This Is Exactly How Long You Should Wait to Run After Eating a Meal
Sport & Activity
So you avoid stomach problems and get the most out of your workout.
If you've ever gone out for a run shortly after a meal, you probably know that running on a full stomach can be uncomfortable. Simply put, your body isn't designed to digest food and exercise simultaneously. You need to give your body the time it requires to break down food properly before lacing up your shoes for a workout.
How much time you need between when you eat and run depends on a few key factors.
Running After Eating: General Guidelines to Follow
There is no scientific evidence that running (or participating in any vigorous exercise) after eating is dangerous to your health. So, does that mean you can run on a full stomach? Yes. The question is, do you want to run on a full stomach? The answer is, probably not.
The problem is that both digestion and exercise require increased blood flow. After eating, blood flow is directed to the internal organs, primarily the digestive organs, so that your body can process food. Studies suggest that this increase in blood flow reaches its maximum after 20 to 40 minutes and lasts for about one and a half to two hours.
But when you start to exercise, that blood flow is diverted to your working muscles to deliver the oxygen and fuel that they need. This leaves your digestive organs without the blood flow that they need to process food.
According to a 2017 position statement published by the International Society of Sports Nutrition (ISSN), eating shortly before exercise can overwhelm the digestive system and potentially lead to cramping and discomfort once exercise begins. You may also experience bloating, nausea or sluggishness if you run after you eat.

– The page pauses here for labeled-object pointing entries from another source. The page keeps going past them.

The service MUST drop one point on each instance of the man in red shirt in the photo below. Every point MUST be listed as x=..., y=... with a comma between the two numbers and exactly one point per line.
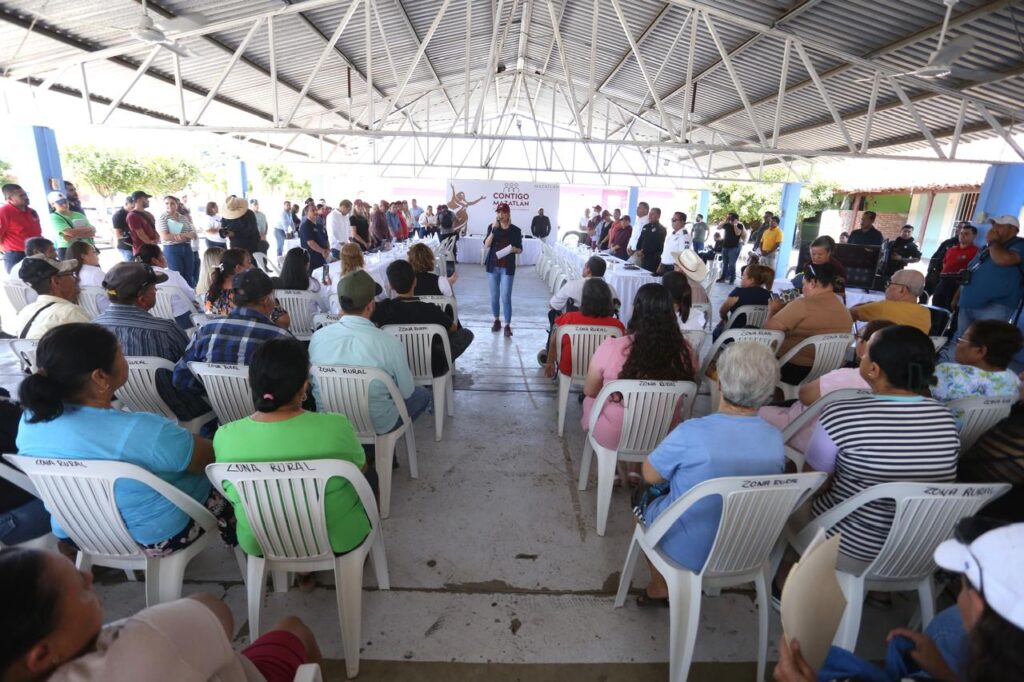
x=17, y=223
x=141, y=224
x=955, y=260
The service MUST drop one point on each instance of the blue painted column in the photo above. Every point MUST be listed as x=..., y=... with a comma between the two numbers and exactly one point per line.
x=1001, y=194
x=704, y=203
x=34, y=155
x=631, y=203
x=787, y=221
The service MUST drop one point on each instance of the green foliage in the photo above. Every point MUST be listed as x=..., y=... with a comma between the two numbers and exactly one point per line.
x=114, y=172
x=751, y=200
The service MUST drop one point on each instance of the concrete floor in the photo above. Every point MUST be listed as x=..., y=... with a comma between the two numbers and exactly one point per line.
x=496, y=567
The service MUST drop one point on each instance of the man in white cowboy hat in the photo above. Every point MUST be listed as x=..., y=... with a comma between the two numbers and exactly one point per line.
x=238, y=222
x=993, y=283
x=690, y=264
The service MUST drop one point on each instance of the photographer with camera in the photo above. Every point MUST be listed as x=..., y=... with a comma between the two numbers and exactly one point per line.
x=992, y=285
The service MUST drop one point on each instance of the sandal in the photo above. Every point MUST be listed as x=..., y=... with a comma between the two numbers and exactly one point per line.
x=647, y=601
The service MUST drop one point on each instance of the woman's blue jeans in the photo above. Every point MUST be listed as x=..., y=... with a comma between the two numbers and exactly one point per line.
x=501, y=290
x=179, y=258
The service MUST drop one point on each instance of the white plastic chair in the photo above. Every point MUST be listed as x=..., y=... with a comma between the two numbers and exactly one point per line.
x=345, y=390
x=829, y=353
x=301, y=305
x=79, y=494
x=755, y=316
x=812, y=413
x=25, y=351
x=755, y=510
x=139, y=392
x=285, y=505
x=418, y=342
x=648, y=408
x=226, y=389
x=445, y=303
x=584, y=340
x=926, y=515
x=89, y=298
x=977, y=415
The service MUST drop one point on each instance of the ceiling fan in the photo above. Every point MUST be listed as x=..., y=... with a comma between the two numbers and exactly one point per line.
x=941, y=64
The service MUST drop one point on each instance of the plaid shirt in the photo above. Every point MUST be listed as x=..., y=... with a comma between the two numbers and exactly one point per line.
x=228, y=341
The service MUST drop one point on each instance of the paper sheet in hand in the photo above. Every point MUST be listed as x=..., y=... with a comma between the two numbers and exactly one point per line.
x=813, y=601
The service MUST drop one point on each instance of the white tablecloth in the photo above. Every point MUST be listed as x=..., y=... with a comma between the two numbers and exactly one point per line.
x=471, y=251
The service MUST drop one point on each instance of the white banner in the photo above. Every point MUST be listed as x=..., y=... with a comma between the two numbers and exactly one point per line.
x=474, y=203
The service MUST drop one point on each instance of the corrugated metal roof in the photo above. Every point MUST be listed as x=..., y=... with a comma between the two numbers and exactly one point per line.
x=899, y=35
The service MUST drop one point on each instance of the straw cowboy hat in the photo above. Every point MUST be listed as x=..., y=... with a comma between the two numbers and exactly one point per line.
x=235, y=207
x=692, y=265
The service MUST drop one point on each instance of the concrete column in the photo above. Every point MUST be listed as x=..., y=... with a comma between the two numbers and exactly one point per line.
x=1001, y=194
x=34, y=155
x=787, y=221
x=704, y=203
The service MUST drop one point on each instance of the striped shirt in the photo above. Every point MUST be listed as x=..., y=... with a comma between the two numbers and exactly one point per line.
x=879, y=439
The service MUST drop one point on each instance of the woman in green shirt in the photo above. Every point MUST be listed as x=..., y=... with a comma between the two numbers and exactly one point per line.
x=281, y=430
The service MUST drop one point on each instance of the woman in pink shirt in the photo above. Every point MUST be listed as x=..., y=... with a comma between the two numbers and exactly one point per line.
x=653, y=349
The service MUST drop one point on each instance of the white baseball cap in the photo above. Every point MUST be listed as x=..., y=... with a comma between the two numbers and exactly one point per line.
x=1006, y=220
x=991, y=563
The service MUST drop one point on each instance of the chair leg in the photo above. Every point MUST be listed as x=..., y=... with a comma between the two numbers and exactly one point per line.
x=605, y=480
x=348, y=588
x=849, y=627
x=926, y=593
x=385, y=456
x=626, y=579
x=588, y=455
x=255, y=590
x=763, y=590
x=563, y=399
x=439, y=394
x=684, y=616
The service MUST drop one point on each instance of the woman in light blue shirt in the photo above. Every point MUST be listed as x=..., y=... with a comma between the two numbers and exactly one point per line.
x=69, y=414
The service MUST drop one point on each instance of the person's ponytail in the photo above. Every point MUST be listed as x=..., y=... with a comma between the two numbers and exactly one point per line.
x=66, y=358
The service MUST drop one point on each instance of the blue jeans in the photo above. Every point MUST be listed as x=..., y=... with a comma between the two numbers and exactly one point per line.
x=501, y=287
x=23, y=523
x=968, y=315
x=729, y=258
x=12, y=258
x=179, y=258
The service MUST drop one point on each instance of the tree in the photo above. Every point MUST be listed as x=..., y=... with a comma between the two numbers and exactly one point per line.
x=751, y=200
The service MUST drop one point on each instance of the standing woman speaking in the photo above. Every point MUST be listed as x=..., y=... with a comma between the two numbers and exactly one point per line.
x=504, y=241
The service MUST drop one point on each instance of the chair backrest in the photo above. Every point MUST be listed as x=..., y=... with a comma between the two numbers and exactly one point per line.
x=445, y=303
x=89, y=300
x=977, y=415
x=754, y=316
x=584, y=340
x=226, y=388
x=755, y=510
x=285, y=503
x=926, y=515
x=25, y=351
x=80, y=495
x=16, y=294
x=418, y=342
x=300, y=306
x=324, y=318
x=829, y=353
x=345, y=389
x=769, y=337
x=139, y=392
x=648, y=408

Since this is a common issue, there are a few popular and highly generalised rules that are widely repeated in running circles regarding running after a meal. The guidelines depend on the size of the meal you consume.
- After a large meal (usually about 600 calories or more), wait 3–4 hours before running
- After a small meal (usually about 300–400 calories), wait 1–2 hours before running
- After a snack (usually 100–200 calories), wait about an hour before running
While these are smart rules to use as a starting point, not every runner should adhere to them. The ISSN guidelines and previous research generally support these ideas, but study authors are often quick to point out that pre-exercise meal timing should be tailored to the individual athlete because each person's tolerance is different.
How to Know When You Should Run After a Meal
Some seasoned runners can eat a large meal and run an hour later, while others need more than four hours to digest a big meal. To determine the timing routine that works best for your body, consider a few key variables.
Meal or Snack Composition
Nutrition experts say that different macronutrients take different amounts of time to digest.
- Simple carbohydrates take the least amount of time to digest. Table sugar, honey and maple syrup contain simple carbohydrates. Foods such as fruit and dairy products also contain some simple carbs along with other nutrients.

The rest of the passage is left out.